I’m thrilled to present the first 0.1 Billable Hour Interview, the interview with an ex-lawyer that should take just six minutes to read. Jennifer Berson is the President & Founder of Jeneration PR, a public relations and social media marketing firm that specializes in promoting beauty, fashion, lifestyle and baby brands. Prior to founding Jeneration PR in 2005, Jennifer was an attorney in Los Angeles, specializing in civil litigation. Jennifer has been featured in the New York Times, Entrepreneur Magazine, PR Week, Los Angeles Daily News, Fox 11 News, TV Guide Network’s “Hollywood 411,” and was profiled on Apple.com. Babble.com selected her as one of the 10 “Mompreneur’s Who Made it Big!”
1) Why did you leave law? I always felt like my position as a lawyer was more of a job than a career. I wasn’t as passionate about my work as I knew I could be, and I was frustrated with the extremely slow pace of litigation. I wanted more creativity and balance in my life, and I knew I would want to start a family someday, but I didn’t see many female partners who seemed to have the work-life balance I was seeking. I always felt that there was something out there for me that was a better fit with my personality. In the back of my mind, I knew I could always go back to practicing law, but after 8 years of having my own PR firm, I’m confident that I will never have to.
2) What was the hardest part of your career change? In the beginning, I was concerned about my lack of experience and credibility in this completely different field. I worried that I might have a hard time convincing prospective clients that we could be effective with so little experience. I busted my butt, working late nights to make all of the connections I could, and trying to get my name out there. To help bridge the gap from lawyer to fashion and beauty publicist, I took a position at the Fashion Institute of Design & Marketing (FIDM) teaching Principles of Entrepreneurship in their beauty department. I also took on clients for a below-market retainer fee, and made the case that if they took a chance on our agency, we could grow together. I believe that my genuine passion for their brands helped me win the work, and I’m thrilled to report that my very first client when I started my business 8 years ago, Little Giraffe, is still a client to this day!

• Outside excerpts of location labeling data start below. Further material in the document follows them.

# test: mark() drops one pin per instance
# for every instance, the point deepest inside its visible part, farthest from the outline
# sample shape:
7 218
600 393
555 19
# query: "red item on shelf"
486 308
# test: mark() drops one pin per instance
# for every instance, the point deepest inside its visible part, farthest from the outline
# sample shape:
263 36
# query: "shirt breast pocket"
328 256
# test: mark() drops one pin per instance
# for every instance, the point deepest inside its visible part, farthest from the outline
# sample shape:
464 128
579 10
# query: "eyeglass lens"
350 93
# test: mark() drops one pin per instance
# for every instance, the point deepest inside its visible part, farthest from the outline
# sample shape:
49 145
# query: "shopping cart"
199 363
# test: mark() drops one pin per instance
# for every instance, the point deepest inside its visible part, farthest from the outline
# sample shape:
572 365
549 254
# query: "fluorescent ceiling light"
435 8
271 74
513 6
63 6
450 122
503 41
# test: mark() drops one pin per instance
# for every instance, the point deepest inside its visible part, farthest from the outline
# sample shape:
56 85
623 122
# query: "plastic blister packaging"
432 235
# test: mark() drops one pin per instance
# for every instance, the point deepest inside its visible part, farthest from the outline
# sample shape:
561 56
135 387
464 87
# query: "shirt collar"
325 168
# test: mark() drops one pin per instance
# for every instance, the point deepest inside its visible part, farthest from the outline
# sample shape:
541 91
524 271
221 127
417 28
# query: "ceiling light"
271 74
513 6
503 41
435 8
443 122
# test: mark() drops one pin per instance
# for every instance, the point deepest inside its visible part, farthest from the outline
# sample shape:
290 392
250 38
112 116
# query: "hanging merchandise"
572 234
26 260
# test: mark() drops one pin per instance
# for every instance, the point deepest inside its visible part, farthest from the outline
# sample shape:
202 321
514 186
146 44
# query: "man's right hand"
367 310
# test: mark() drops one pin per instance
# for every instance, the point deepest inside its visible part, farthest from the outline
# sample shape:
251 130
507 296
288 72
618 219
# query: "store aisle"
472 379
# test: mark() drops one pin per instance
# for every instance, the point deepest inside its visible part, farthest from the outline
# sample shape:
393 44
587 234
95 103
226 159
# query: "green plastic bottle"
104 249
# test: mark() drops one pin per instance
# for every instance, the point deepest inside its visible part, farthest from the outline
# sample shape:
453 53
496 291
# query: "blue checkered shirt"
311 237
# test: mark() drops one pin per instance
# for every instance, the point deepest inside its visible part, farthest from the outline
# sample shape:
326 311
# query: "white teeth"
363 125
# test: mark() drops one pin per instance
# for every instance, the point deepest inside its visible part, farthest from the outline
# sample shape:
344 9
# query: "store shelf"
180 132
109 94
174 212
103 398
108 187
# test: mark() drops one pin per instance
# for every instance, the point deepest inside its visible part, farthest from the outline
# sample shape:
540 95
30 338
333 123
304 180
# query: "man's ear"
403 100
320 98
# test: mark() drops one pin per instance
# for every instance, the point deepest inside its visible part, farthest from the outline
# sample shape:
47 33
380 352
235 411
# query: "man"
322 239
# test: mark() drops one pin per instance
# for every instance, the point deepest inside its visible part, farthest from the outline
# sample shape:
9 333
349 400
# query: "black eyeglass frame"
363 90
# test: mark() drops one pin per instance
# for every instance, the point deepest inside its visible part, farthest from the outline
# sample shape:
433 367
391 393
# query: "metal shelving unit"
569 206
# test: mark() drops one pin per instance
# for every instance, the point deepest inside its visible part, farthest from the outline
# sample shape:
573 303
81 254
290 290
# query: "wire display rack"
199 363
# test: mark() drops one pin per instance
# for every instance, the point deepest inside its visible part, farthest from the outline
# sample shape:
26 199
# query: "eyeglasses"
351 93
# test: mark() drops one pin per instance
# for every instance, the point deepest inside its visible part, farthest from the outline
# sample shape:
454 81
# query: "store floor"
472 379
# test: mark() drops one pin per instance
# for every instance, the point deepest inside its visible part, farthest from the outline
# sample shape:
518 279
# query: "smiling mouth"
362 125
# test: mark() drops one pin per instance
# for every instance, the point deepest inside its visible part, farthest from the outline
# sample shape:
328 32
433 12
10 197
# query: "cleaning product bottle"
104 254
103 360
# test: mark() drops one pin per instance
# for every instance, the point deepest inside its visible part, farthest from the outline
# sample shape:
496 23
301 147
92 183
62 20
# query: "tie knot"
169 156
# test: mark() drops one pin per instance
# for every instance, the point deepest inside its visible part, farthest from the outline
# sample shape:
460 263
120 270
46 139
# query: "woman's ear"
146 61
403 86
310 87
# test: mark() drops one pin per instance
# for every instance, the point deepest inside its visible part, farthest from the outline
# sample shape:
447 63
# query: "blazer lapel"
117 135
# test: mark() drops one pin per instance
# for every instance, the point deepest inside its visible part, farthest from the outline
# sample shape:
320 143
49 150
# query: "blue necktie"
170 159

3) What advice do you have for other lawyers who are thinking of changing careers? Think about what you are passionate about and what you would genuinely enjoy doing every day. Ask people you know personally, or whom you admire, who have a career similar to the one you are seeking to share their experience with you. Do as much as you can to plan for your transition while you are still employed–save money, plan your exit strategy, carefully build your network. Give yourself a significant period of time–3 to 6 months– to see if you can make this career change happen. Draw as many connections to your experience as a lawyer to the skills you will need in your new career, and move forward with the confidence that you can successfully make the transition.